Per comunicare, invece, basta aprire la bocca e pronunciare sinistre frasi del tipo: "Mi sento in collera" oppure "mi sento agitato". Non, badate bene, "Sono arrabbiato". Non confondete la sensazione con il principio di identità: voi non siete le cose che avete, non siete il vostro lavoro o il vostro ocnto in banca e non siete neppure il vostro stato d'animo. Le fluttuazioni emotive non hanno la minima importanza, perchè sono transitorie, labili e scostanti. Concentratevi solo su quelle, e potrete dire addio alla vostra sanità mentale.
Oltre a questo ci sono altre cose, come le pulsioni, gli istinti, le decisioni... potremmo passare la serata a categorizzare, ma voglio venire al punto prima di annoiarvi troppo e prima di sembrare uno di quegli squinternati che aspettavano l'arrivo delle astronavi dei Maya con un cappello di stagnola in testa e il sorriso triste del macaco sul volto.
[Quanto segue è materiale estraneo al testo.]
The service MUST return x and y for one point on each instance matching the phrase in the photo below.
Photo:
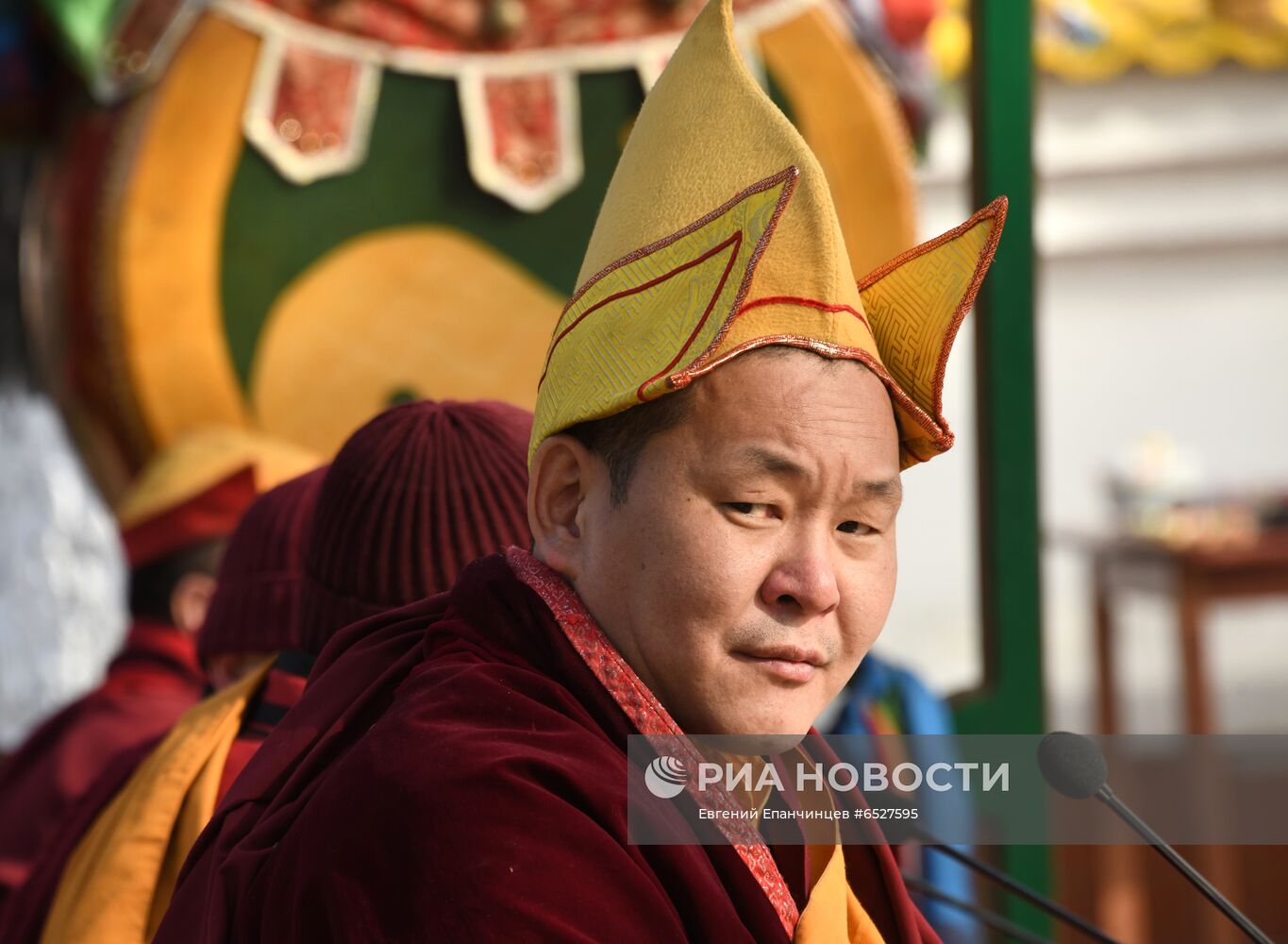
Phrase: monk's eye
(748, 508)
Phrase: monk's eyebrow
(759, 460)
(889, 491)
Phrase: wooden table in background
(1193, 579)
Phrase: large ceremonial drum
(316, 209)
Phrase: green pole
(1002, 162)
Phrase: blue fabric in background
(923, 713)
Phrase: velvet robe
(456, 771)
(148, 685)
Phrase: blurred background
(288, 214)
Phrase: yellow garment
(833, 912)
(719, 236)
(119, 881)
(201, 459)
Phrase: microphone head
(1072, 764)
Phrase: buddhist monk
(411, 498)
(713, 484)
(174, 519)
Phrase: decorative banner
(309, 112)
(317, 78)
(523, 135)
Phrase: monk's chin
(748, 745)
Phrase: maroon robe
(461, 775)
(84, 752)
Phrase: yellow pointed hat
(719, 236)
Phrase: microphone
(1075, 767)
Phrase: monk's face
(752, 563)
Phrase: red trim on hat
(209, 514)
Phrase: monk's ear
(191, 599)
(560, 481)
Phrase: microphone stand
(995, 921)
(1109, 799)
(1033, 898)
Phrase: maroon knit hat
(255, 607)
(411, 498)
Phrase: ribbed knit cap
(257, 601)
(411, 498)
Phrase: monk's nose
(804, 581)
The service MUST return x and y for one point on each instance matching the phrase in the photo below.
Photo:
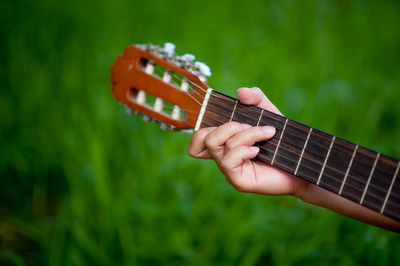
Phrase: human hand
(231, 147)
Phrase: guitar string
(317, 162)
(318, 144)
(373, 195)
(315, 170)
(296, 135)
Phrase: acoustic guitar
(173, 90)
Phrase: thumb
(256, 97)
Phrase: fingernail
(241, 88)
(254, 149)
(270, 131)
(246, 126)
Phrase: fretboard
(361, 175)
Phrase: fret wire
(328, 185)
(259, 119)
(390, 188)
(326, 159)
(235, 105)
(233, 112)
(348, 169)
(369, 178)
(302, 152)
(334, 169)
(279, 142)
(195, 85)
(313, 169)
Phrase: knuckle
(209, 142)
(230, 144)
(235, 125)
(224, 164)
(240, 187)
(190, 151)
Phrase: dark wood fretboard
(344, 168)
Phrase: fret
(336, 165)
(358, 174)
(291, 146)
(326, 159)
(203, 109)
(392, 208)
(302, 152)
(348, 169)
(233, 112)
(279, 142)
(218, 110)
(390, 188)
(259, 118)
(380, 183)
(245, 114)
(268, 147)
(314, 156)
(369, 178)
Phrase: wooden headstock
(162, 86)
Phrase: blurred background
(82, 183)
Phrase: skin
(231, 147)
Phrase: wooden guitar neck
(344, 168)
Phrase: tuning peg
(129, 111)
(188, 58)
(203, 68)
(169, 48)
(146, 118)
(163, 126)
(168, 127)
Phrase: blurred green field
(82, 183)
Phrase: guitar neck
(344, 168)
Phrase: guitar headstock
(161, 85)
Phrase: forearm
(318, 196)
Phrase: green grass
(82, 183)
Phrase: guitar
(173, 90)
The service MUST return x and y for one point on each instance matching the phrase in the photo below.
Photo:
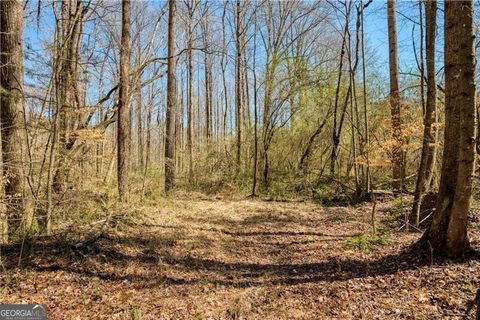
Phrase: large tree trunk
(66, 83)
(239, 83)
(427, 161)
(124, 118)
(208, 79)
(171, 101)
(191, 11)
(397, 150)
(12, 115)
(448, 230)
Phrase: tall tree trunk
(239, 82)
(124, 118)
(255, 113)
(427, 161)
(365, 106)
(67, 85)
(171, 113)
(448, 230)
(12, 115)
(397, 151)
(336, 132)
(191, 12)
(208, 79)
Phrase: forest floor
(210, 258)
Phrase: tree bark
(447, 233)
(124, 118)
(12, 115)
(397, 150)
(239, 82)
(171, 113)
(427, 161)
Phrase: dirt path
(203, 259)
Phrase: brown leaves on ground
(217, 259)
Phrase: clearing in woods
(206, 258)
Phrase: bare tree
(427, 161)
(397, 152)
(13, 118)
(171, 113)
(124, 117)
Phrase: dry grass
(204, 258)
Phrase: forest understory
(202, 257)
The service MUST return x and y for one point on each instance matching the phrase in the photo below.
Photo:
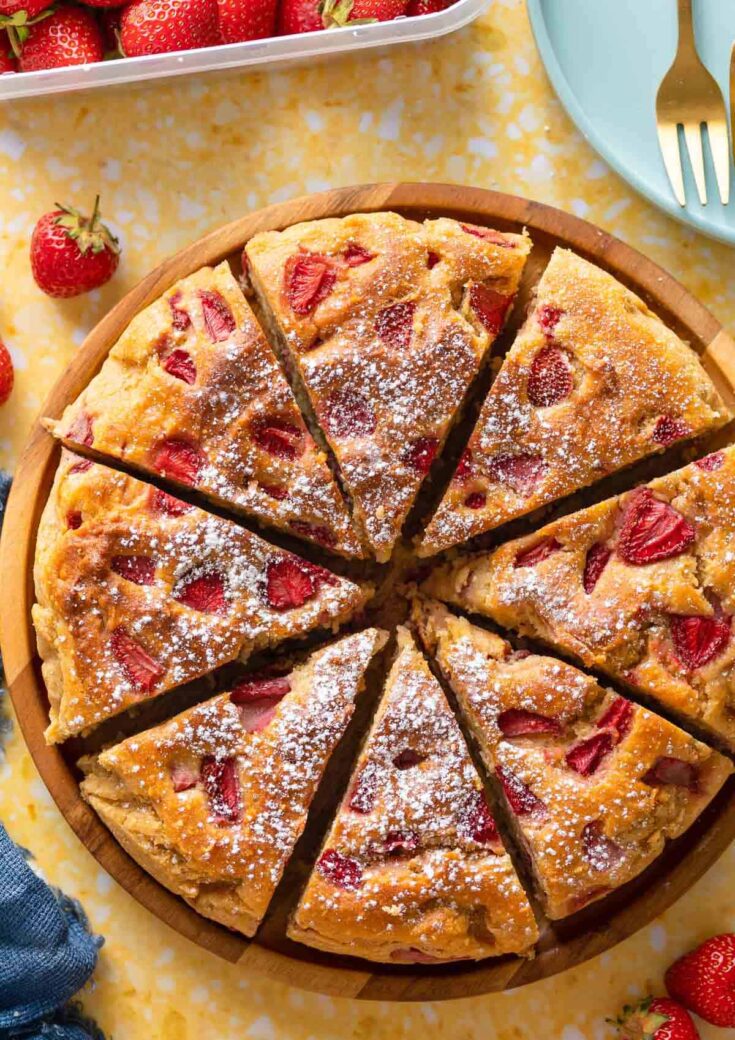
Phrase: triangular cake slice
(192, 391)
(386, 322)
(594, 784)
(593, 383)
(138, 592)
(413, 868)
(212, 802)
(640, 586)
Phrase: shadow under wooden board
(563, 944)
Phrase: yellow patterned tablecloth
(173, 161)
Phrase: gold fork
(690, 97)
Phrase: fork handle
(686, 24)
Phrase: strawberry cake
(414, 869)
(191, 391)
(212, 802)
(138, 592)
(641, 587)
(594, 784)
(385, 323)
(593, 383)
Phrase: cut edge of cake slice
(186, 799)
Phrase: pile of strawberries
(702, 982)
(42, 34)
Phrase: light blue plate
(606, 58)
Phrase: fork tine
(692, 135)
(719, 147)
(668, 141)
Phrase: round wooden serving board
(567, 943)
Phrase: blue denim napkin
(47, 954)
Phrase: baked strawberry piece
(593, 383)
(212, 802)
(192, 392)
(413, 868)
(594, 784)
(386, 322)
(138, 592)
(640, 587)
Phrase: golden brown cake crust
(213, 802)
(417, 871)
(593, 383)
(138, 592)
(192, 390)
(609, 781)
(662, 626)
(389, 340)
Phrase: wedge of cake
(593, 383)
(385, 322)
(192, 391)
(641, 587)
(413, 868)
(138, 592)
(594, 784)
(212, 802)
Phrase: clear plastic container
(279, 51)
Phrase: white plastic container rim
(272, 52)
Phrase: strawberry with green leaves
(71, 254)
(656, 1018)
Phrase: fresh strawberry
(520, 797)
(491, 307)
(299, 16)
(537, 552)
(245, 20)
(309, 278)
(6, 373)
(69, 36)
(522, 471)
(289, 583)
(139, 668)
(597, 560)
(341, 871)
(550, 378)
(652, 530)
(160, 26)
(71, 254)
(347, 413)
(699, 640)
(278, 437)
(704, 981)
(205, 593)
(394, 325)
(656, 1018)
(421, 453)
(221, 782)
(218, 319)
(140, 570)
(519, 722)
(586, 756)
(427, 6)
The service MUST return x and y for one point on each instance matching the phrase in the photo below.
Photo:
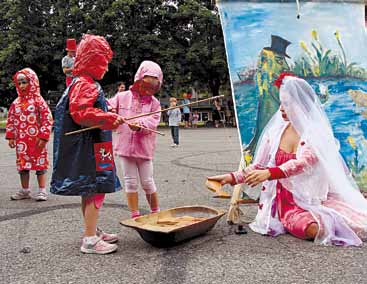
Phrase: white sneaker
(21, 194)
(41, 196)
(99, 247)
(108, 238)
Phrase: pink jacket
(137, 144)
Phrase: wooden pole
(144, 114)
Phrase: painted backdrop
(326, 46)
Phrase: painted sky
(248, 26)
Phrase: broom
(145, 114)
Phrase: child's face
(149, 86)
(23, 84)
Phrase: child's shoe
(41, 196)
(21, 194)
(108, 238)
(97, 247)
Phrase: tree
(184, 37)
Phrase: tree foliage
(184, 37)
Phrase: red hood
(92, 56)
(33, 87)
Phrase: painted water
(348, 120)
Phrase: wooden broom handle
(144, 114)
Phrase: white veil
(305, 112)
(314, 187)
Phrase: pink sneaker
(108, 238)
(99, 247)
(21, 194)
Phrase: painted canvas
(326, 46)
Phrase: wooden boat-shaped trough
(172, 226)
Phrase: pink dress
(294, 219)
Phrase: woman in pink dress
(306, 189)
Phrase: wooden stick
(142, 127)
(234, 212)
(98, 126)
(170, 108)
(144, 114)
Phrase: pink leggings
(134, 167)
(97, 199)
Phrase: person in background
(68, 60)
(121, 87)
(174, 119)
(186, 109)
(195, 119)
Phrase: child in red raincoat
(83, 163)
(28, 129)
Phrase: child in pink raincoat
(135, 146)
(28, 129)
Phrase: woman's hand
(257, 176)
(223, 179)
(11, 143)
(119, 120)
(134, 126)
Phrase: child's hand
(134, 126)
(119, 120)
(40, 143)
(11, 143)
(111, 109)
(223, 179)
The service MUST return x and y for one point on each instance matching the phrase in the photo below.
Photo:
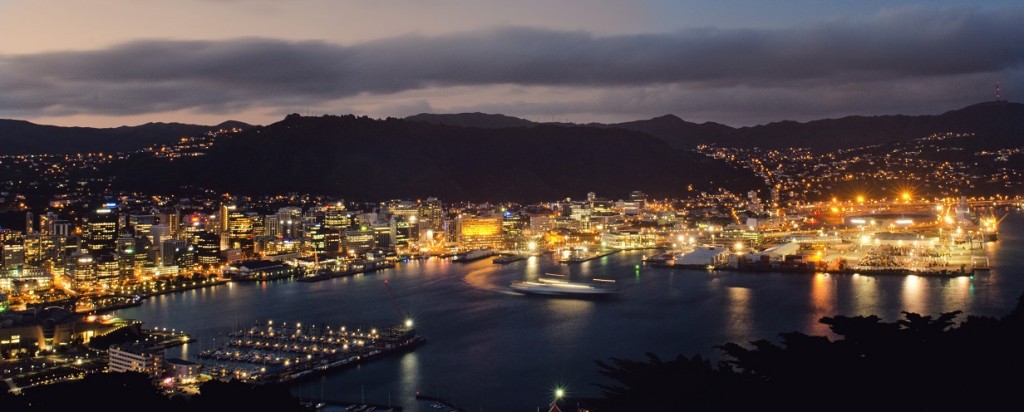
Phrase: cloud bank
(900, 58)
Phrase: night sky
(111, 63)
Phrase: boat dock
(508, 258)
(353, 269)
(285, 353)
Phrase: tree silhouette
(915, 363)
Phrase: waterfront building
(101, 231)
(44, 329)
(479, 232)
(313, 238)
(258, 270)
(290, 222)
(11, 248)
(136, 358)
(207, 249)
(357, 241)
(22, 280)
(126, 255)
(182, 371)
(140, 223)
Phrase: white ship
(561, 287)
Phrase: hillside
(995, 124)
(22, 137)
(361, 158)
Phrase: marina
(509, 257)
(266, 353)
(471, 307)
(472, 255)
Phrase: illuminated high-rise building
(140, 223)
(101, 232)
(126, 255)
(207, 249)
(12, 245)
(479, 232)
(356, 241)
(336, 217)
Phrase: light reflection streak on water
(913, 296)
(410, 372)
(738, 315)
(865, 295)
(955, 294)
(569, 319)
(822, 302)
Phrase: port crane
(408, 320)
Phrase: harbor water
(489, 348)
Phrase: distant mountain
(478, 120)
(680, 133)
(20, 137)
(360, 158)
(994, 124)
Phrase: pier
(354, 269)
(286, 353)
(580, 258)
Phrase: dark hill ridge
(995, 124)
(361, 158)
(22, 137)
(478, 120)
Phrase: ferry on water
(565, 288)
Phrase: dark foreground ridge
(918, 363)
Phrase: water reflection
(738, 315)
(955, 294)
(865, 295)
(913, 297)
(822, 302)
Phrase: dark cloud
(697, 68)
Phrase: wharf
(508, 258)
(284, 354)
(440, 402)
(581, 259)
(366, 268)
(944, 273)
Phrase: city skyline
(747, 64)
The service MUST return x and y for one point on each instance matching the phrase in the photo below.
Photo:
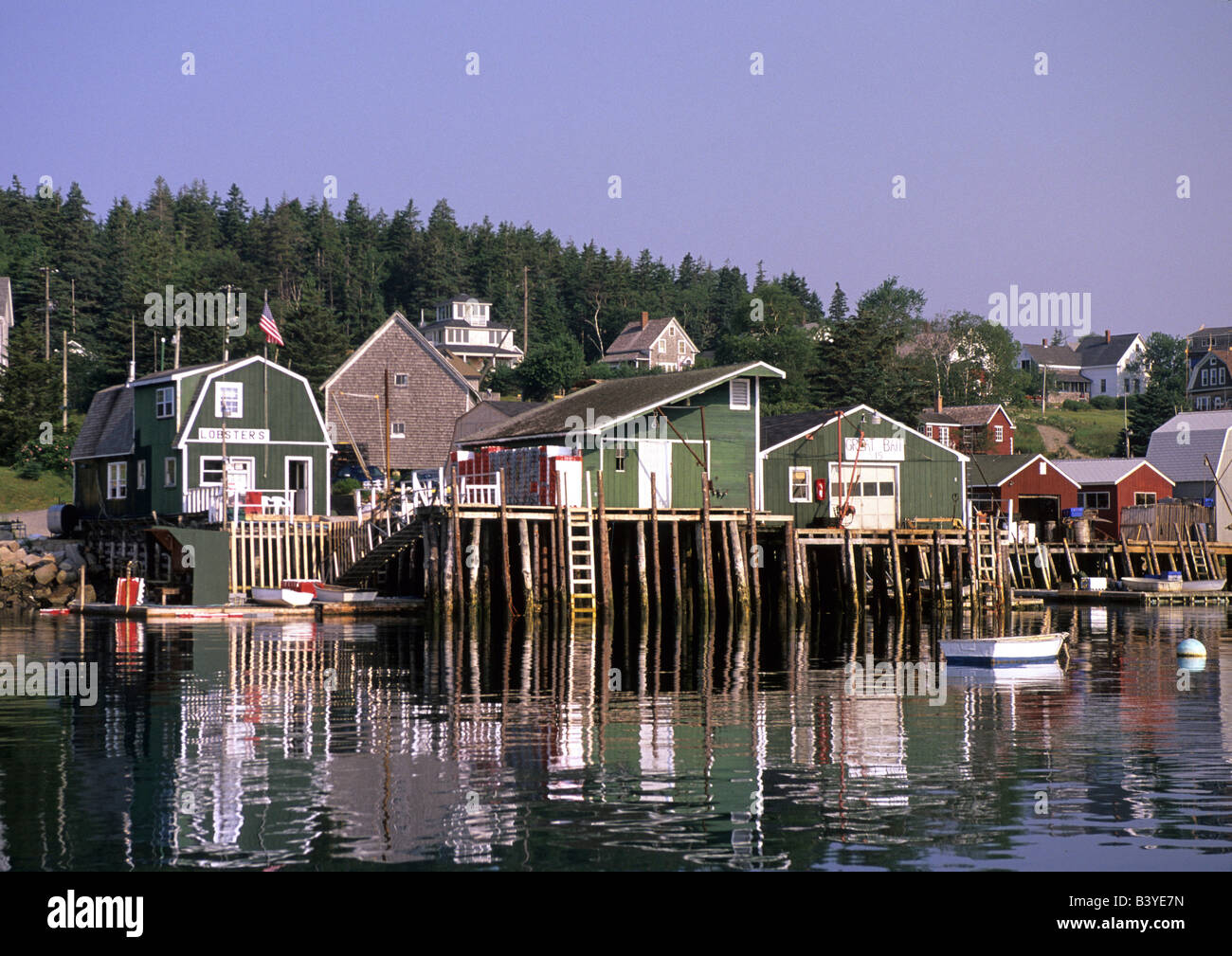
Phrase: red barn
(969, 429)
(1026, 487)
(1109, 484)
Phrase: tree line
(333, 276)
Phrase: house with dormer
(1210, 381)
(1095, 365)
(653, 344)
(969, 429)
(462, 329)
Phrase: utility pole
(47, 311)
(64, 418)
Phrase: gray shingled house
(426, 397)
(653, 344)
(1183, 446)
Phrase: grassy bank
(1092, 431)
(19, 495)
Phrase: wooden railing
(265, 550)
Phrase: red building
(969, 429)
(1025, 487)
(1109, 484)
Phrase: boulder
(62, 595)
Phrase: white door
(873, 492)
(654, 458)
(568, 480)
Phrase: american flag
(270, 327)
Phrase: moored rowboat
(1008, 649)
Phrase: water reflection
(304, 745)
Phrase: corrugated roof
(617, 398)
(776, 429)
(1177, 447)
(961, 415)
(109, 425)
(1103, 471)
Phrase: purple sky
(1064, 183)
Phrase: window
(229, 399)
(164, 402)
(800, 483)
(210, 472)
(740, 390)
(118, 480)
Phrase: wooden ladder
(986, 554)
(580, 557)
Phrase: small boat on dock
(1008, 649)
(281, 596)
(328, 594)
(1153, 584)
(1210, 586)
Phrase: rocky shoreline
(41, 573)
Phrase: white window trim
(218, 398)
(118, 480)
(734, 405)
(808, 484)
(171, 402)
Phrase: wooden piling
(524, 545)
(656, 568)
(643, 591)
(605, 568)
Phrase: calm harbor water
(349, 746)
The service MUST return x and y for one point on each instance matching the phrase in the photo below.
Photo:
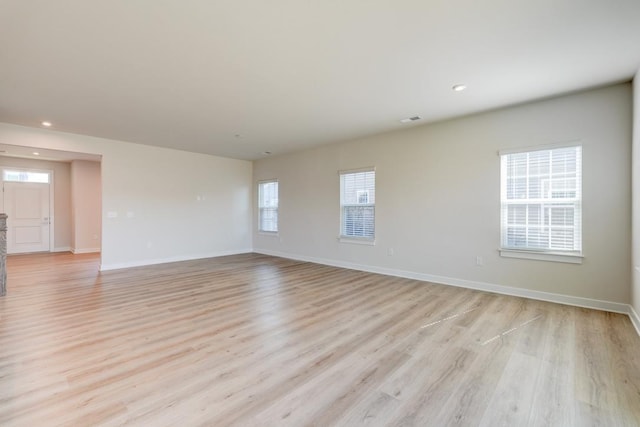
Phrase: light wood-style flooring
(253, 340)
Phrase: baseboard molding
(142, 263)
(85, 251)
(635, 319)
(470, 284)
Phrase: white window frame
(261, 207)
(574, 256)
(361, 193)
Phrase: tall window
(541, 194)
(358, 204)
(268, 206)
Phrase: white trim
(635, 319)
(85, 251)
(541, 256)
(614, 307)
(142, 263)
(357, 241)
(551, 146)
(357, 170)
(51, 184)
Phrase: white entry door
(27, 205)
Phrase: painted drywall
(86, 202)
(61, 194)
(158, 204)
(438, 201)
(635, 302)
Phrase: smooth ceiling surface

Cerchiamo invece di restringere il campo.
Un po' come il nido distoglie lo sguardo dal ramo.
Il punto è il significato.
In ogni caso, quando parliamo, come diceva il buon Bruner, facciamo una narrazione.
Sia che raccontiamo della nostra giornata, sia che teniamo una lezione al MIT, sia che stiamo litigando col partner oppure vezzeggiando un cane, sempre di narrazione si tratta, e una narrazione è -in ultima analisi- una storia, un racconto.
Questo passiamo la vita a fare, tutto qui. Passiamo la vita a raccontarci storie.
E questo è quello che molti chiamano "Il senso della vita", anche se in senso della vita è tendenzialmente che finchè si respira va tutto bene, e che quando le cose si complicano si arriva ai cipressi, ma tanto a quel punto la cosa non ci riguarda già più.
In definitiva: siamo una sorta di suppporto attraverso il quale le informazioni si perpetuano.
Siamo il mezzo di riproduzione dei memi, di tutti quegli input che passano da millenni da un individuo all'altro, e accrescono il bagaglio culturale della specie. Un po' come i neuroni fanno con le scariche elettriche. Ecco, siamo una rete di server connessi l'un con l'altro, che si scambiano storie. Niente di più.
Ecco.
Ecco perchè è importante saper comunicare. Perchè è importante sapere cosa si dice e cosa si ascolta. Ecco perchè è importante capirsi, e non è una cosa da poco, anzi, se trovate qualcuno che vi capisce davvero avete trovato -fortunelli- il bene più prezioso che esista.
Un canale di narrazione efficace, veloce, senza fraintendimenti.
Perchè sono i fraintendimenti che ci uccidono un po', dentro.
E allora ripensate spesso al significato delle cose, al significato stesso della parola "significato". Cosa vuol dire quello che dico? E' pertinente, adeguato, comprensibile? Sono stato capito? E io ho capito davvero quello che è il significato della narrazione che ho ascoltato? La mia risposta era in linea, utile, coerente? E le risposte degli altri lo sono?
Questo è tutto quello che ci serve sapere. Le regole del gioco per mettere in relazione le varie categorie. Come per sasso, carta, forbice. Le cose non migliorano quando diventano complicate, ma ricordiamoci che spesso siamo proprio noi a complicarle, a passare la vita a cercare modi originali di incasinare tutto.
Certo, è divertente, però. Più di sasso, carta, forbice.
E mentre mi sorprendo a pensare che in effetti lo è davvero, in una maniera un po' terrificante, lo concedo, arriva un altro SUV e mi distrao.
Per quanto, in un momento di oggettiva lucidità, mi renda conto che le cose, nello specchio retrovisore, sembrano sempre più minacciose di quanto sono in realtà.